AUTHOR=McIntyre Sophie , Warner Jeffrey , Rush Catherine , Vanderven Hillary A. TITLE=Antibodies as clinical tools for tuberculosis JOURNAL=Frontiers in Immunology VOLUME=14 YEAR=2023 URL=https://www.frontiersin.org/journals/immunology/articles/10.3389/fimmu.2023.1278947 DOI=10.3389/fimmu.2023.1278947 ISSN=1664-3224 ABSTRACT=

Tuberculosis (TB) is a leading cause of morbidity and mortality worldwide. Global research efforts to improve TB control are hindered by insufficient understanding of the role that antibodies play in protective immunity and pathogenesis. This impacts knowledge of rational and optimal vaccine design, appropriate diagnostic biomarkers, and development of therapeutics. Traditional approaches for the prevention and diagnosis of TB may be less efficacious in high prevalence, remote, and resource-poor settings. An improved understanding of the immune response to the causative agent of TB, Mycobacterium tuberculosis (Mtb), will be crucial for developing better vaccines, therapeutics, and diagnostics. While memory CD4+ T cells and cells and cytokine interferon gamma (IFN-g) have been the main identified correlates of protection in TB, mounting evidence suggests that other types of immunity may also have important roles. TB serology has identified antibodies and functional characteristics that may help diagnose Mtb infection and distinguish between different TB disease states. To date, no serological tests meet the World Health Organization (WHO) requirements for TB diagnosis, but multiplex assays show promise for improving the sensitivity and specificity of TB serodiagnosis.
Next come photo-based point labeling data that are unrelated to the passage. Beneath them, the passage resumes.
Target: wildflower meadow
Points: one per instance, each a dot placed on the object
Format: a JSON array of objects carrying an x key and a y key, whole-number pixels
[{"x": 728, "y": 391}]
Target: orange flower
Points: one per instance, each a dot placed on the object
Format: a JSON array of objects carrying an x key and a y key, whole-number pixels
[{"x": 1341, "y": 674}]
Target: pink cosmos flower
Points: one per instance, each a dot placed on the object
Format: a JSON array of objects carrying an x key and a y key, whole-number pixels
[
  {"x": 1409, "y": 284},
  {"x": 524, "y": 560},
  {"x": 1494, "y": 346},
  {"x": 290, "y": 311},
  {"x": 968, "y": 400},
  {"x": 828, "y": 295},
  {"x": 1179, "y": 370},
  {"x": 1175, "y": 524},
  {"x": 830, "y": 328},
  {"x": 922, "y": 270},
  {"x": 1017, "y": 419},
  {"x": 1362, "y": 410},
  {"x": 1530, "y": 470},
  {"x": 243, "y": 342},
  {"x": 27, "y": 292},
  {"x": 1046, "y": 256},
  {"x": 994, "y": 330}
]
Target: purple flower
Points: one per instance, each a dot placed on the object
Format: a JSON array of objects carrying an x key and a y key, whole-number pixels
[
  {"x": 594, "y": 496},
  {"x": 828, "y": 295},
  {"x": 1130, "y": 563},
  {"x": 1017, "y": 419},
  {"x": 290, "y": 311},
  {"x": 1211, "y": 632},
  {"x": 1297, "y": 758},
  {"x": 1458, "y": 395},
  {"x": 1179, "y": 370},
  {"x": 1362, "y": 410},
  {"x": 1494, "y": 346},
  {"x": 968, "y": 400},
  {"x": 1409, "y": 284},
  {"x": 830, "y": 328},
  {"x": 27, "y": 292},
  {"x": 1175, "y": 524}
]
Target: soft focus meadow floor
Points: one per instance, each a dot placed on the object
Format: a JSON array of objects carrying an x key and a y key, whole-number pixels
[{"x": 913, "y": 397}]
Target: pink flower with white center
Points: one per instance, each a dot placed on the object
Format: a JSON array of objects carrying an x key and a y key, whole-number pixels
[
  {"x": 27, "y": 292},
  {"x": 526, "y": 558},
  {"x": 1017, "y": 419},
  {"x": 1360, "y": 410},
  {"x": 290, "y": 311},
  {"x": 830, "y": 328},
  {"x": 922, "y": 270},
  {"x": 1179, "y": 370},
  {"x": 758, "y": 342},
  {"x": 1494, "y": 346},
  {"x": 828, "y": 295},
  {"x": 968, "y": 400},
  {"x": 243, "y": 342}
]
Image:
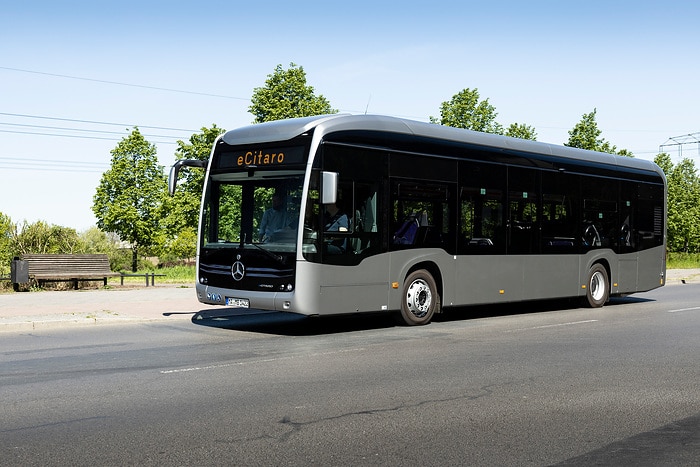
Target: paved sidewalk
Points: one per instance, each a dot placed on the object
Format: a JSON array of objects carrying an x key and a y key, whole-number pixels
[{"x": 32, "y": 310}]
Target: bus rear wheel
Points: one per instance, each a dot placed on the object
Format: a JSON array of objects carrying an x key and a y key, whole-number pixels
[
  {"x": 597, "y": 286},
  {"x": 420, "y": 298}
]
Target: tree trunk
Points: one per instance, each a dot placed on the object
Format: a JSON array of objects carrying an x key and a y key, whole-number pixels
[{"x": 134, "y": 257}]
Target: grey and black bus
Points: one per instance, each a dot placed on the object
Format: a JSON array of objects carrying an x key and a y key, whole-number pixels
[{"x": 381, "y": 214}]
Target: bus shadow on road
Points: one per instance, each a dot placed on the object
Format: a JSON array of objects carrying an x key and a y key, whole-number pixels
[
  {"x": 290, "y": 324},
  {"x": 524, "y": 308}
]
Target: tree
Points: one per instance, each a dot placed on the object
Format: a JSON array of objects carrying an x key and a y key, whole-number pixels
[
  {"x": 43, "y": 238},
  {"x": 130, "y": 194},
  {"x": 286, "y": 95},
  {"x": 465, "y": 110},
  {"x": 586, "y": 135},
  {"x": 683, "y": 221},
  {"x": 6, "y": 253},
  {"x": 522, "y": 131}
]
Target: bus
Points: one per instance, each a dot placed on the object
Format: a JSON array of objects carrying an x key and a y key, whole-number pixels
[{"x": 383, "y": 214}]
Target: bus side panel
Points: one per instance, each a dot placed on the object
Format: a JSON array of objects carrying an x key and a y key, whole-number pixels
[
  {"x": 652, "y": 269},
  {"x": 494, "y": 279},
  {"x": 551, "y": 276},
  {"x": 343, "y": 289},
  {"x": 626, "y": 280},
  {"x": 488, "y": 279}
]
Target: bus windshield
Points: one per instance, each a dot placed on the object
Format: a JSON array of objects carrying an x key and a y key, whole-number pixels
[{"x": 258, "y": 212}]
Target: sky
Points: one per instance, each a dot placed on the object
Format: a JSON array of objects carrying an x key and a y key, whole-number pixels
[{"x": 77, "y": 76}]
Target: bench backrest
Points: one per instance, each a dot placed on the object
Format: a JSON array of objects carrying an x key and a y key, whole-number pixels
[{"x": 68, "y": 264}]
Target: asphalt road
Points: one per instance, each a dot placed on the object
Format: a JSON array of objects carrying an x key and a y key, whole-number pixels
[{"x": 558, "y": 385}]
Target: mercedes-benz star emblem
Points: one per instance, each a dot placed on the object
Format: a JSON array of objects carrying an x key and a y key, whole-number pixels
[{"x": 238, "y": 270}]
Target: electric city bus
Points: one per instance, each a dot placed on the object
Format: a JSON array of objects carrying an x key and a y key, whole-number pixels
[{"x": 340, "y": 214}]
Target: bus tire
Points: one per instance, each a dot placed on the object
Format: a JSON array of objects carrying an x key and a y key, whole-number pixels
[
  {"x": 597, "y": 286},
  {"x": 420, "y": 298}
]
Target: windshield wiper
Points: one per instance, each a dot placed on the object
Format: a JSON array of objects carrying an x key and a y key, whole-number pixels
[{"x": 277, "y": 258}]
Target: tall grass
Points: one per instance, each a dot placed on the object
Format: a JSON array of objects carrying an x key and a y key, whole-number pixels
[{"x": 683, "y": 261}]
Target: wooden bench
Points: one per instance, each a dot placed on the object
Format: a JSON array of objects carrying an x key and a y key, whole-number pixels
[{"x": 68, "y": 268}]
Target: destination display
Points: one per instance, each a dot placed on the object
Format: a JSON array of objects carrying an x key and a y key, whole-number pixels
[{"x": 261, "y": 157}]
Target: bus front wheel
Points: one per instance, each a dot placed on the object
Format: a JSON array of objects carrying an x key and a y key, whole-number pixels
[
  {"x": 597, "y": 287},
  {"x": 420, "y": 298}
]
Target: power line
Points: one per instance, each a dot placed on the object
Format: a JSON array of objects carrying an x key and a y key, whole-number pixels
[
  {"x": 80, "y": 136},
  {"x": 118, "y": 83},
  {"x": 95, "y": 122},
  {"x": 78, "y": 129}
]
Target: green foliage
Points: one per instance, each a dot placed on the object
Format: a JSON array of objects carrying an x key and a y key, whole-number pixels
[
  {"x": 41, "y": 237},
  {"x": 683, "y": 261},
  {"x": 6, "y": 252},
  {"x": 465, "y": 110},
  {"x": 586, "y": 135},
  {"x": 683, "y": 222},
  {"x": 522, "y": 131},
  {"x": 286, "y": 95},
  {"x": 130, "y": 194}
]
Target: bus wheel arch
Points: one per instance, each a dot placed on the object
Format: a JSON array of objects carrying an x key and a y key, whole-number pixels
[
  {"x": 598, "y": 285},
  {"x": 421, "y": 296}
]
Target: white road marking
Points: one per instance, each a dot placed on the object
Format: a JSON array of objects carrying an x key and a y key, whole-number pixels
[
  {"x": 251, "y": 362},
  {"x": 683, "y": 309},
  {"x": 554, "y": 325}
]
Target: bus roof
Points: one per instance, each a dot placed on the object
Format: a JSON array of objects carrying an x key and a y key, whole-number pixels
[{"x": 282, "y": 130}]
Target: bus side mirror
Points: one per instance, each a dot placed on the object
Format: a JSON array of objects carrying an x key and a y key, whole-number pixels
[
  {"x": 329, "y": 193},
  {"x": 175, "y": 170}
]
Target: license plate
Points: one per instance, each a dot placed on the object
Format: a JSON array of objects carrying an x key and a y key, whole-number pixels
[{"x": 238, "y": 302}]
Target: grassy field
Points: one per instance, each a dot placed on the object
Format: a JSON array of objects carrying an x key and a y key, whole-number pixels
[
  {"x": 683, "y": 261},
  {"x": 172, "y": 275}
]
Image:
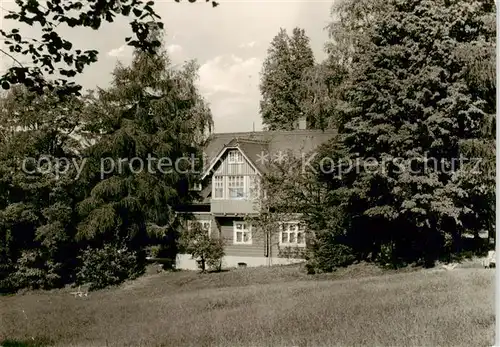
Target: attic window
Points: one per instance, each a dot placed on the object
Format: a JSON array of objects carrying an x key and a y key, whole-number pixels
[{"x": 235, "y": 157}]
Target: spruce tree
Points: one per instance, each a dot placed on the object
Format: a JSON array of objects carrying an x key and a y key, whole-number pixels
[{"x": 281, "y": 82}]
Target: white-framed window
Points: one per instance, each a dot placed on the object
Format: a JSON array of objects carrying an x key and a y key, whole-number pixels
[
  {"x": 205, "y": 224},
  {"x": 218, "y": 187},
  {"x": 236, "y": 187},
  {"x": 242, "y": 233},
  {"x": 254, "y": 188},
  {"x": 234, "y": 157},
  {"x": 292, "y": 234}
]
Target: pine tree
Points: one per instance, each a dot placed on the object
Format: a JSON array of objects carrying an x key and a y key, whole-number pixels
[
  {"x": 37, "y": 219},
  {"x": 281, "y": 82},
  {"x": 151, "y": 110}
]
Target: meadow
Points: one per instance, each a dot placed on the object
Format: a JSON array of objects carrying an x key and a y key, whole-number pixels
[{"x": 279, "y": 306}]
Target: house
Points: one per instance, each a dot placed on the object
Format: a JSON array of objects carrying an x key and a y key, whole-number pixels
[{"x": 234, "y": 163}]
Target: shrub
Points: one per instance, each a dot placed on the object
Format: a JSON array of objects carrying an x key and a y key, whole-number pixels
[{"x": 109, "y": 265}]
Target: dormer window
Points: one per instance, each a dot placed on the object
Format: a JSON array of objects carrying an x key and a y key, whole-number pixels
[{"x": 235, "y": 157}]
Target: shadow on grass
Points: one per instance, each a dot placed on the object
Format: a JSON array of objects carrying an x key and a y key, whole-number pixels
[{"x": 38, "y": 342}]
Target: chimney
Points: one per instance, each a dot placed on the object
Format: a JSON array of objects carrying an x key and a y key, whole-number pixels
[{"x": 302, "y": 123}]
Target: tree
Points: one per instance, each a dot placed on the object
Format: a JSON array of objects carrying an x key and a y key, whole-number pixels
[
  {"x": 151, "y": 122},
  {"x": 411, "y": 106},
  {"x": 322, "y": 86},
  {"x": 281, "y": 81},
  {"x": 52, "y": 54},
  {"x": 207, "y": 250},
  {"x": 351, "y": 22},
  {"x": 39, "y": 191}
]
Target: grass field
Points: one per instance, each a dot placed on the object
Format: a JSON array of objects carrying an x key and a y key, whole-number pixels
[{"x": 359, "y": 306}]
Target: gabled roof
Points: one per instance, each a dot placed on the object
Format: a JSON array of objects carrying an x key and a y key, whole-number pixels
[{"x": 254, "y": 144}]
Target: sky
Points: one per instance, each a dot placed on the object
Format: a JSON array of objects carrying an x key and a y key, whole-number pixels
[{"x": 229, "y": 42}]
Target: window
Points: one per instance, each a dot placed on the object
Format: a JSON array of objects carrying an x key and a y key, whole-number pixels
[
  {"x": 242, "y": 233},
  {"x": 292, "y": 234},
  {"x": 218, "y": 183},
  {"x": 196, "y": 187},
  {"x": 205, "y": 225},
  {"x": 236, "y": 187},
  {"x": 235, "y": 157}
]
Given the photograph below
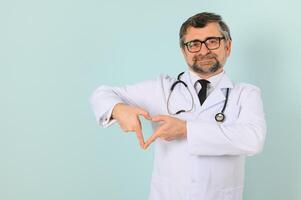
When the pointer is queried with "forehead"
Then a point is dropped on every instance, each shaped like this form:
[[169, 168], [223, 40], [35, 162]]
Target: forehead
[[210, 30]]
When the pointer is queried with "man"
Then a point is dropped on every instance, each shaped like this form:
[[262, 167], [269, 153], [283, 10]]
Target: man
[[200, 150]]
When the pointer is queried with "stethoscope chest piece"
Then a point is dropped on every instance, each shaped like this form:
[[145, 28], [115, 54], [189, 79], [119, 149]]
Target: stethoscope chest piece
[[220, 117]]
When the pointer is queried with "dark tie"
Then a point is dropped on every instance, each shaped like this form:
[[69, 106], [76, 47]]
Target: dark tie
[[203, 92]]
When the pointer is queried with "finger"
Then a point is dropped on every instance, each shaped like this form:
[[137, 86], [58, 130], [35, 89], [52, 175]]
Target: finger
[[152, 138], [159, 118], [145, 114], [140, 138]]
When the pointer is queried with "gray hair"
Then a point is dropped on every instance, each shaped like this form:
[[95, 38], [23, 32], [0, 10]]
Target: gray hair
[[200, 20]]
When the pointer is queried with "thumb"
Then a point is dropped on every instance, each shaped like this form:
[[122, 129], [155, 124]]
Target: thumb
[[145, 114]]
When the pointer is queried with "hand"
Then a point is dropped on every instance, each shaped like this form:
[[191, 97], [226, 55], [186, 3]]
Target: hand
[[128, 119], [171, 128]]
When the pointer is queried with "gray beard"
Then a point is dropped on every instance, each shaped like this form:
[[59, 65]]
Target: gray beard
[[201, 70]]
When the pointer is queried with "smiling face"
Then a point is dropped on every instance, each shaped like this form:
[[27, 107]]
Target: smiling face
[[205, 62]]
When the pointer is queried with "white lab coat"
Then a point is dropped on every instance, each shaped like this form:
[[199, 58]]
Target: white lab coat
[[209, 163]]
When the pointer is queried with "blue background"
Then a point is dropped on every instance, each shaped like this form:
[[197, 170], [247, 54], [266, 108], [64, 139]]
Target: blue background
[[53, 54]]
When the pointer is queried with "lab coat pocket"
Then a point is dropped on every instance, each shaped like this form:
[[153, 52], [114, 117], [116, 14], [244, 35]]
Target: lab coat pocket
[[231, 193], [160, 189]]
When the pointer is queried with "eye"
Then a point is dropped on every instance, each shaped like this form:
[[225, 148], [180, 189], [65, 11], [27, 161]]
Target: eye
[[212, 41], [193, 44]]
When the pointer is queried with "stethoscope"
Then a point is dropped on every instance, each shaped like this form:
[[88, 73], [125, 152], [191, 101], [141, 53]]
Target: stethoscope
[[219, 117]]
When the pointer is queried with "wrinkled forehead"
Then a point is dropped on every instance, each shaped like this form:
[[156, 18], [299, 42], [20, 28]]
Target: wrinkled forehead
[[210, 30]]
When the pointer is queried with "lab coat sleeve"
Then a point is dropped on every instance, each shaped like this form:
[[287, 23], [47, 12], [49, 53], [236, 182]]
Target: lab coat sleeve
[[245, 136], [104, 98]]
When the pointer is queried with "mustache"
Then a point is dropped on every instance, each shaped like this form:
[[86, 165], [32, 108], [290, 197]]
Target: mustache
[[204, 57]]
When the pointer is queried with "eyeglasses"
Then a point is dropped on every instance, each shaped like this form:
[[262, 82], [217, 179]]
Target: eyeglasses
[[211, 43]]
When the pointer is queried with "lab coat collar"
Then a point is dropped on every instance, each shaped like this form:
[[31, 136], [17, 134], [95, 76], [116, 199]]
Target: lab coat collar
[[215, 97]]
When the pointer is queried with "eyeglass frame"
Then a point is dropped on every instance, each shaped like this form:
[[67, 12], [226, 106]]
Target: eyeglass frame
[[204, 41]]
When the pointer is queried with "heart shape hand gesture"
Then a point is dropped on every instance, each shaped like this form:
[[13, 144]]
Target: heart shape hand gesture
[[128, 119]]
Monoclonal antibody (mAb) therapies and serum passive infusion studies in murine models of TB have also demonstrated some protective outcomes. However, animal models that better reflect the human immune response to Mtb are necessary to fully assess the clinical utility of antibody-based TB prophylactics and therapeutics. Candidate TB vaccines are not designed to elicit an Mtb-specific antibody response, but evidence suggests BCG and novel TB vaccines may induce protective Mtb antibodies. The potential of the humoral immune response in TB monitoring and control is being investigated and these studies provide important insight into the functional role of antibody-mediated immunity against TB. In this review, we describe the current state of development of antibody-based clinical tools for TB, with a focus on diagnostic, therapeutic, and vaccine-based applications.